11. Ils s'imaginent que désir et jouissance sont tout le but de la vie, et (dans la poursuite désordonnée et insatiable qu'ils en font) ils sont la proie, jusqu'au moment de leur mort, d'un souci et d'une pensée et d'une anxiété et d'un effort dévorants, incessants et sans mesure.

12-15. Enchaînés par cent chaînes, dévorés de courroux et de convoitise, inlassablement occupés à amasser des gains injustes pour servir à leurs jouissance et à la satisfaction de leurs appétits, toujours ils pensent: «Aujourd'hui j'ai atteint tel objet de désir, demain j'aurai tel autre; aujourd'hui j'ai telle richesse, demain j'en aurai davantage. J'ai tué celui-ci, mon ennemi, je tuerai aussi les autres. Je suis un seigneur et un roi des hommes, je suis parfait accompli, fort, heureux, fortuné, privilégié entre ceux qui jouissent du monde; je suis riche; je suis de haute naissance; qui donc se peut comparer à moi? Je sacrifierai, je donnerai, je jouirai».

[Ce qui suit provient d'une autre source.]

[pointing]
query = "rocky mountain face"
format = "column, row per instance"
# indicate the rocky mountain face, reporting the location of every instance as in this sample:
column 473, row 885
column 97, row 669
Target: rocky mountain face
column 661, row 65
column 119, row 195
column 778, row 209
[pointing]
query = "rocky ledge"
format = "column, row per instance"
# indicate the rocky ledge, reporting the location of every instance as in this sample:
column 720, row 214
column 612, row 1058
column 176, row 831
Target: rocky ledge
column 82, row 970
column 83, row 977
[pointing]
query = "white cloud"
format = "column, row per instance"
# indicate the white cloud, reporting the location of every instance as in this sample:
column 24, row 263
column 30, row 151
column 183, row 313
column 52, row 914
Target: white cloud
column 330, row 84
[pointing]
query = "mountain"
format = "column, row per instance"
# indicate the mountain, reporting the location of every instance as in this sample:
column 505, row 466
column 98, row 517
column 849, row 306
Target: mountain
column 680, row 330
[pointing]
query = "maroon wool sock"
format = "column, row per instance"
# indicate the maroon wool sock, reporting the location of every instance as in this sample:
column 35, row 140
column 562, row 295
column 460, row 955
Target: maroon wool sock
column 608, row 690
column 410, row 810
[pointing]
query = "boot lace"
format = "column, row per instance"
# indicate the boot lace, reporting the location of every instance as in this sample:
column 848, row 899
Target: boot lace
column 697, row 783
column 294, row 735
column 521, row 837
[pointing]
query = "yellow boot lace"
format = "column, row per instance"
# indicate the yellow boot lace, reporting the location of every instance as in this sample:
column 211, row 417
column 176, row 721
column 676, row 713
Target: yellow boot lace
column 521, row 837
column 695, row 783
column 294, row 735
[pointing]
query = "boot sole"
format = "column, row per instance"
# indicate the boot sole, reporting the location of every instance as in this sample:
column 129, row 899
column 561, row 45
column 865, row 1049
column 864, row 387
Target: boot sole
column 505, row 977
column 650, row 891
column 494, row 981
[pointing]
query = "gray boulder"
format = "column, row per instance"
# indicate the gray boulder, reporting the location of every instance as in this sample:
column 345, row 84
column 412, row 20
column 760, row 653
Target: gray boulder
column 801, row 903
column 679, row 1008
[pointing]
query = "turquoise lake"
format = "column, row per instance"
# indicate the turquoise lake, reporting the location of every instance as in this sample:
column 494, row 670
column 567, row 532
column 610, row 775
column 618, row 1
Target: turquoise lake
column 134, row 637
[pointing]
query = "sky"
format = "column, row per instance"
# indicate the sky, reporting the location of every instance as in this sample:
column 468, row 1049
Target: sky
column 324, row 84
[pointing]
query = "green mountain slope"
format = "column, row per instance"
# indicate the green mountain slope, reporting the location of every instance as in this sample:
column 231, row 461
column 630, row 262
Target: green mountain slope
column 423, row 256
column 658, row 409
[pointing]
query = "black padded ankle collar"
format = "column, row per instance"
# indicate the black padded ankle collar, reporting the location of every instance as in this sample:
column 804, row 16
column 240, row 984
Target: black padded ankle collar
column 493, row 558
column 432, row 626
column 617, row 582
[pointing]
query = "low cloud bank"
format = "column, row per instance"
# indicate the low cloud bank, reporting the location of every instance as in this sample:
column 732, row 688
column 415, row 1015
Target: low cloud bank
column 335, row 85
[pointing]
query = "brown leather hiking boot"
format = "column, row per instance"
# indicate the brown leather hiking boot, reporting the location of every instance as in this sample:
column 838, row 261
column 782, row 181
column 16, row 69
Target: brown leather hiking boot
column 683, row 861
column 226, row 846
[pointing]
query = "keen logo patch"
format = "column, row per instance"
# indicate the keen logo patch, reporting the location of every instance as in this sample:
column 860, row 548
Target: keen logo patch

16. Ainsi occupés de maintes idées égoïstes, leurrés, adonnés à la satisfaction du désir (faisant des oeuvres, mais mal, agissant avec puissance, mais pour eux-mêmes, pour le désir, pour la jouissance, non pour Dieu en eux et Dieu en l'homme), ils tombent dans l'enfer imipur de leur propre vice.

17. Ils sacrifient et ils donnent, non selon l'ordre véritable, mais par une ostentation égoïste, par vanité et avec un sot et raide orgueil.

18. Dans l'égoïsme de leur force et de leur puissance, dans la violence de leur courroux et de leur arrogance, ils haïssent, méprisent et rabaissent le Dieu en eux caché et le Dieu en l'homme.

19. Ces orgueilleux qui haïssent [le bien et Dieu], mauvais, cruels, les plus vils parmi les hommes de ce monde, Je les jette sans cesse en de nouvelles connaissances asuriques.

20. Jetés en des matrices asuriques, dans l'erreur toujours, naissance après naissance, ils ne Me trouvent pas (car ils ne Me cherchent pas) et ils sombrent dans la condition la plus basse de la nature de l'âme.

21. Trible est la porte de l'enfer, destructrice de l'âme - désir, courroux et convoitise; que l'homme renonce donc à tous trois.

22. L'homme qui a échappé à ces portes de ténèbres, ô fils de Kunti, poursuit son propre bien supérieur et parvient à la condition suprême de l'âme.

23. Celui qui, ayant rejeté les règles du shâstra, suit les impulsions du désir, n'atteint pas à la perfection, ni au bonheur, ni à la condition suprême de l'âme.

24. Que le shâstra soit donc l'autorité déterminant pour toi ce qui doit être fait et ce qui ne doit pas être fait. Sachant ce qu'ont déclaré les règles du shâstra, tu dois travailler en ce monde.